Confined Space: Deadly If Not Prepared

By Jeff Griffin, Senior Editor | April 2010 Vol. 65 No. 4

“These systems,” Lastinger says, “are available from numerous manufacturers, and range from systems designed to be used daily for lowering and raising entrants into the confined space to others that are basically fall protection, with an emergency retrieval feature, for people who typically enter and exit a confined space using a ladder or some other means.”

Accidents happen
Even through proven safety procedures are in place, employers have trained personnel and provided the necessary safety equipment, accidents can still result in death. After years of rescue work, Lastinger is familiar with the causes of confined space accidents.

“Complacency often is a cause,” he says. “And, too often, familiarity with the job is to blame. Experienced workers get so comfortable with what they do that they get careless and take shortcuts to save time. They may decide some safety procedures are unnecessary -- they’ve skipped them many times with no incidents, they tell themselves. That can be a fatal mistake.”

Failure to monitor the atmosphere and properly ventilate the confined space invites disaster.

Some bosses and crew members may decide safety “takes too much time” and don’t understand the need and importance of some procedures. Other times employers don’t monitor work sites to ensure safety procedures are followed.
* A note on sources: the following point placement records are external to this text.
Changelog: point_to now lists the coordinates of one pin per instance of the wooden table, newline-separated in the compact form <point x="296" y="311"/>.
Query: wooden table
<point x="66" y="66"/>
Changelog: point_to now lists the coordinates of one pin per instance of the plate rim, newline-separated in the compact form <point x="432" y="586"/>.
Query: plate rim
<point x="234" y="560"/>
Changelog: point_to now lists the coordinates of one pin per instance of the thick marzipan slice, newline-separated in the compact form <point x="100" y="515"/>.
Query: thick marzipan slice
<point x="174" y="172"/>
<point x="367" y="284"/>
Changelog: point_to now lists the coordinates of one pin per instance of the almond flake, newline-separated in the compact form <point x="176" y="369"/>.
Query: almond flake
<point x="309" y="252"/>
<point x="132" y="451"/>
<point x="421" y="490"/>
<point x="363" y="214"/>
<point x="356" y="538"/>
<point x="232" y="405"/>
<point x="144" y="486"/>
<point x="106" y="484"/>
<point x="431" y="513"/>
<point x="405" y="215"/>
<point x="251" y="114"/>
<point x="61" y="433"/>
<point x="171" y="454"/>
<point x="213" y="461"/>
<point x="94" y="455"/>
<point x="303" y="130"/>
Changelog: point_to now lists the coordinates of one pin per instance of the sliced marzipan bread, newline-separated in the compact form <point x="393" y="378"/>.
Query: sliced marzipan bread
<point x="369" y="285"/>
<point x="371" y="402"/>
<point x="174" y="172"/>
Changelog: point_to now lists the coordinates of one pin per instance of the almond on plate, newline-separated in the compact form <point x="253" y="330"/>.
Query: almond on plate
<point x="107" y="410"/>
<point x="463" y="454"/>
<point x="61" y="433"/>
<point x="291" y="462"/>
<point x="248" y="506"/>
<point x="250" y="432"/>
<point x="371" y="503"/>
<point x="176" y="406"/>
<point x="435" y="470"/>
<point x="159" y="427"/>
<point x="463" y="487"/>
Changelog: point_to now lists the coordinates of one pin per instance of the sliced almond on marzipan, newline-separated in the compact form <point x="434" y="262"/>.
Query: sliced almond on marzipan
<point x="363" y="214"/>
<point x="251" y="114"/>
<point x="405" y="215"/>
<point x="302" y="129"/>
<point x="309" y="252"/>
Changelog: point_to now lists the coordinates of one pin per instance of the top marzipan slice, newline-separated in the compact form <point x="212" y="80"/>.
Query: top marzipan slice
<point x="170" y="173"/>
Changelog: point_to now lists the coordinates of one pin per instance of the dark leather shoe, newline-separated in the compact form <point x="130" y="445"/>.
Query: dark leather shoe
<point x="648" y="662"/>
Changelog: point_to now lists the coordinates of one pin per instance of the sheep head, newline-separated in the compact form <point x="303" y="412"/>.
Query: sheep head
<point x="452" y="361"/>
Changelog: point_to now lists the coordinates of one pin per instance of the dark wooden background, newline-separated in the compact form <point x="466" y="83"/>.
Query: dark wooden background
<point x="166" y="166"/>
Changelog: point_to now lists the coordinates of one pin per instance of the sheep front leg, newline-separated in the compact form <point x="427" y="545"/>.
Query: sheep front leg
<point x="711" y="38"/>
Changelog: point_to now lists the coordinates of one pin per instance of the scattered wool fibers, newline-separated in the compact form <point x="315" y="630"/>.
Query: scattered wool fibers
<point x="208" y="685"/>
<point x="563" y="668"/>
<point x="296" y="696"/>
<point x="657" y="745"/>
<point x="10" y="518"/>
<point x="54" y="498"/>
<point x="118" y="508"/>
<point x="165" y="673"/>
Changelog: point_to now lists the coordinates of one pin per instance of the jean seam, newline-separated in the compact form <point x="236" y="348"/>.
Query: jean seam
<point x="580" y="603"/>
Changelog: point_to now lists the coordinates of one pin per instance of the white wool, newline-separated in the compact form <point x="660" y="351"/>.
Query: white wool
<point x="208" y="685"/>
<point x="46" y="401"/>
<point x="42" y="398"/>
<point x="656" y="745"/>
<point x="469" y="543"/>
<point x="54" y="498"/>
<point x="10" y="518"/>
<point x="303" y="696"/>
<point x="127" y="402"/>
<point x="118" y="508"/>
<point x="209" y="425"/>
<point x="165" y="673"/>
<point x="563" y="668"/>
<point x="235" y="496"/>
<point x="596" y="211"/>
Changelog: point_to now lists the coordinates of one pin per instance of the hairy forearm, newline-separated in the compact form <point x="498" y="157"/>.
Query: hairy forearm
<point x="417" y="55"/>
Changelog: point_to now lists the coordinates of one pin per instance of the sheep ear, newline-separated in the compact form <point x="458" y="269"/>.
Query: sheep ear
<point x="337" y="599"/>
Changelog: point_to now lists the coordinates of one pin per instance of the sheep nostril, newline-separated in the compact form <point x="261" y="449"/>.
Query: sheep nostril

Lack of training and inexperience may result in crew members not understanding the hazards of confined space. Improper training can result in personnel not comprehending how to correctly use safety equipment. Training conducted in a language workers do not understand is ineffective.

With all the risks inherent with working in confined spaces, Lastinger says it can be successfully performed by following sound safety practices, including utilizing the entry permits, performing atmospheric monitoring, installing ventilation and using all required safety equipment every time a worker enters a permitted space.

“You may only get one chance to get it right, so do it right the first time,” he concludes.